When her minister told my daughter it was "God's will" and she would have to "bow" to it, she, too, had difficulty accepting it. I suggested that for a person to get into a "borrowed" vehicle, exceed the speed limit and leave the scene of an accident was not the will of God, but the will of Satan.Is it not approaching blasphemy to blame God for something for which Satan is responsible? - THE REV. AUTRY BROWN, BOLIVAR, MO.
DEAR MR. BROWN: Let us leave both God and Satan out of it; the blame rightfully belongs to the driver of the car.
DEAR ABBY: In a recent column you advised a reader not to fight fire with fire because it might create a bigger fire. In some instances, I suppose this is true. However, there are times when one has to take extreme measures.
For example, my husband of many years used to come to the table for meals with no shirt on. I repeatedly asked him not to do this because I did not like looking at all that flesh while I ate. But he contiued to do so, saying that he "forgot."
Finally, one Sunday morning when I had prepared an especially nice breakfast, he came to the table wearing only his shorts. He was in his early 70s by this time and by no means attractive in his half-naked state. (I am 10 years younger.)
So, without saying a word, I left the table took off my dress and bra and returned to the table and proceeded to eat my breakfast. My husband took one look at me, got up and went to his room, put on a shirt and returned to the breakfast table. I then got up, went to my room again, redressed and returned to the table.
Neither my husband nor I said one word about the incident, but he never came to the table in a half-dressed state again. - ST. PETERSBURG FIREFIGHTER
DEAR FIREFIGHTER: How true that old saying: "Actions speak louder than words." No words could have been more effective.

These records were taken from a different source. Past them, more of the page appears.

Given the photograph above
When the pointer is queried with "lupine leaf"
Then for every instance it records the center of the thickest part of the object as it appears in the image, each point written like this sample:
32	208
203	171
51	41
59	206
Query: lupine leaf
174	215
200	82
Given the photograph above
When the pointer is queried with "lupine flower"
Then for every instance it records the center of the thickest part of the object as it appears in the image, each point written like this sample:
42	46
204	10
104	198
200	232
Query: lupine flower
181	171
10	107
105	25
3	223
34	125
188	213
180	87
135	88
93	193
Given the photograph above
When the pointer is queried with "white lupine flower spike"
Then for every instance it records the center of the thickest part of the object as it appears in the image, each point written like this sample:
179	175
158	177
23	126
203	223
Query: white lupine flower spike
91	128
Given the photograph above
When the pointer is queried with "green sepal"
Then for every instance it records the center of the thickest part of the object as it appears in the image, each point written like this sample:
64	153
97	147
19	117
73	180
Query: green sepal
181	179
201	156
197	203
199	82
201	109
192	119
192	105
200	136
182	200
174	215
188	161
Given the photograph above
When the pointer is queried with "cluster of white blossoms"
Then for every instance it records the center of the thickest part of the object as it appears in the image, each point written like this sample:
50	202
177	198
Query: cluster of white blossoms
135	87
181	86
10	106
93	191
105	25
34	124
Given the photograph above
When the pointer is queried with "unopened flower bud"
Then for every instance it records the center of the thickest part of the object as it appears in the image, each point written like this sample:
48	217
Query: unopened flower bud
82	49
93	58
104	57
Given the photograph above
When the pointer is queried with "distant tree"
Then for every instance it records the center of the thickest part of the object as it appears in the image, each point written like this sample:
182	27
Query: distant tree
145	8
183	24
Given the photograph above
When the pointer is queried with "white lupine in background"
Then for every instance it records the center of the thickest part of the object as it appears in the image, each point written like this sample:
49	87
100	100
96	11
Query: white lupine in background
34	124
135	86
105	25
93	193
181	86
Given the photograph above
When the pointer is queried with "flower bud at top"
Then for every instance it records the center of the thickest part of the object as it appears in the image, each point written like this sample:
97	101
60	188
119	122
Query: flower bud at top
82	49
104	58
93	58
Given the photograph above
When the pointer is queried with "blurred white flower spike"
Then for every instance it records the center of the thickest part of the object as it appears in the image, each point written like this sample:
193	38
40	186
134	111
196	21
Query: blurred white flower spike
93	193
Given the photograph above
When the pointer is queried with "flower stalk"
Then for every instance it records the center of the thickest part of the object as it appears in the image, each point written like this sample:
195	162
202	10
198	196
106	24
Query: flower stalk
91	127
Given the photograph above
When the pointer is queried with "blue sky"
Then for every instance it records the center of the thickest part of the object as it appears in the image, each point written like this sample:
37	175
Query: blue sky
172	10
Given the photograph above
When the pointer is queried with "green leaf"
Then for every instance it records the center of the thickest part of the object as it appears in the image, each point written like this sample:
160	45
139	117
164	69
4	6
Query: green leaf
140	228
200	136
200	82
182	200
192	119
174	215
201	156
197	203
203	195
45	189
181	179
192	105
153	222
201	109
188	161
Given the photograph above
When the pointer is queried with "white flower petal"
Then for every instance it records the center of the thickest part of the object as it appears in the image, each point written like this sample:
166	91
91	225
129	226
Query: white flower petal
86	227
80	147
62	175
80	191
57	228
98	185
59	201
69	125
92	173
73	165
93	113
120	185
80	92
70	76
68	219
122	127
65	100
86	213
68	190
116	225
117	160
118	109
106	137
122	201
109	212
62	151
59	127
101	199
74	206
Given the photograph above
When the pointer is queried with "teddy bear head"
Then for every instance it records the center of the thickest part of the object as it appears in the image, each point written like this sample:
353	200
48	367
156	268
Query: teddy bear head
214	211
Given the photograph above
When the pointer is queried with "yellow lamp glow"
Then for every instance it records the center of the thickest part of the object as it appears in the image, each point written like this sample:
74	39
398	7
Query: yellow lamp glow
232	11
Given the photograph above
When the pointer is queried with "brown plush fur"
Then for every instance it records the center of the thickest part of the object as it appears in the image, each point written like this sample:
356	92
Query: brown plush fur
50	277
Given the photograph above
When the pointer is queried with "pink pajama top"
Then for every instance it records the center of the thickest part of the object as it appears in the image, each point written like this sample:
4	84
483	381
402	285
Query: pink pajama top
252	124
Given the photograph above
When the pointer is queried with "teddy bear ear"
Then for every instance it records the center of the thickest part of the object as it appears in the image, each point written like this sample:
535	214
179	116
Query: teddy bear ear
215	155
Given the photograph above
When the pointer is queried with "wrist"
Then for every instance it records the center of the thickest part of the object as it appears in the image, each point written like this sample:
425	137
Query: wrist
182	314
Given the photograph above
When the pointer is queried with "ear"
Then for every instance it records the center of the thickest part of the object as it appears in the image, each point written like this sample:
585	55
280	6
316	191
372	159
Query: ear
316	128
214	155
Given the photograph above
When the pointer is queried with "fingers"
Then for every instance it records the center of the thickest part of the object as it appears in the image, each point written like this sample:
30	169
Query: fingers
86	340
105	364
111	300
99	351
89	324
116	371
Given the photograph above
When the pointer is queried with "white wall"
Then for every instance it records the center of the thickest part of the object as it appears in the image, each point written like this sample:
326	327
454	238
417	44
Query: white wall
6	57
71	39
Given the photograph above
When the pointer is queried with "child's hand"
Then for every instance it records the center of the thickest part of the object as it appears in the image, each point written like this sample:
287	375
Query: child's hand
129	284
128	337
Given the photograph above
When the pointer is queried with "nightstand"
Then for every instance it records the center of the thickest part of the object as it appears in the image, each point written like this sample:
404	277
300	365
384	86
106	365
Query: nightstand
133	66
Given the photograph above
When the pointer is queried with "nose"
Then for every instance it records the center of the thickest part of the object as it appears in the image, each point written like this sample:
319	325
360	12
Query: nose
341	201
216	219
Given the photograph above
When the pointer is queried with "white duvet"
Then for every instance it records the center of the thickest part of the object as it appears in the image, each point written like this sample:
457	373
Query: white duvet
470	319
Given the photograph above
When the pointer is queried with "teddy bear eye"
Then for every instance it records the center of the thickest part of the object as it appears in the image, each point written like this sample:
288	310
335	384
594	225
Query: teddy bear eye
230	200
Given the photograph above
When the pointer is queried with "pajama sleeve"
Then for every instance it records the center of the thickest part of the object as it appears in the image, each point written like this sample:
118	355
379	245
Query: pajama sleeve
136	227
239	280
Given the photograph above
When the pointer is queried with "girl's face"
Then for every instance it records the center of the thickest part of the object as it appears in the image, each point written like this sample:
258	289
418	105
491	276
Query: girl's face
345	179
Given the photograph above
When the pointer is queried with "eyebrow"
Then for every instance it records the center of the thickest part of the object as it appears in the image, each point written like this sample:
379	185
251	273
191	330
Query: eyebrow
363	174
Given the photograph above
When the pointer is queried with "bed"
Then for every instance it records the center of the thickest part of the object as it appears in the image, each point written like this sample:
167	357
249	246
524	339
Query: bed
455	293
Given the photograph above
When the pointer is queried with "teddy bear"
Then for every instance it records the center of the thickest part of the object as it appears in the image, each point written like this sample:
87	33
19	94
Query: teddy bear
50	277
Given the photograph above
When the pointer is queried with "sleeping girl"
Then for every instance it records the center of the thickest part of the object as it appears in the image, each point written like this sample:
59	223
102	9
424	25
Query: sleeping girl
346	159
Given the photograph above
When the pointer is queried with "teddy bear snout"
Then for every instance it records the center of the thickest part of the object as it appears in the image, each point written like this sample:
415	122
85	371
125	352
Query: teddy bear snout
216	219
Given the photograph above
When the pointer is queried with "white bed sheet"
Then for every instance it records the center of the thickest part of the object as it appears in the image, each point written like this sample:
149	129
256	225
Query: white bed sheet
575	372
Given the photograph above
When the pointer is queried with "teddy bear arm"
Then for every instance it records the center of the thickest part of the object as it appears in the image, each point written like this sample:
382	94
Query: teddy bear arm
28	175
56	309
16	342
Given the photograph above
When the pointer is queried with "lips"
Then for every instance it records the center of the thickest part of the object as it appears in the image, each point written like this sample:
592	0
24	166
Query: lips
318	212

DEAR ABBY: Aprpros Henry Clay's famous words, "I'd rather be right than be president," Orlando B. Ficklin of Illinois was heard to quip, "The gentlement will probably never be either!" - JACK B. HORSLEY, MATTOON, ILL.
DEAR MR. HORSLEY: Mr. Ricklin must have had a crystal ball. Henry Clay, for all his brilliance, was a five-time loser, having lost his bid for the presidency to John Quincy Adams, Andrew Jackson and James K. Polk, and his party's nomination to William Henry Harrison and Zachary Taylor.
CONFIDENTIAL TO YOU: To ensure a Happy New Year for you and everyone else - if you're driving, don't drink. And if you're drinking, please don't drive.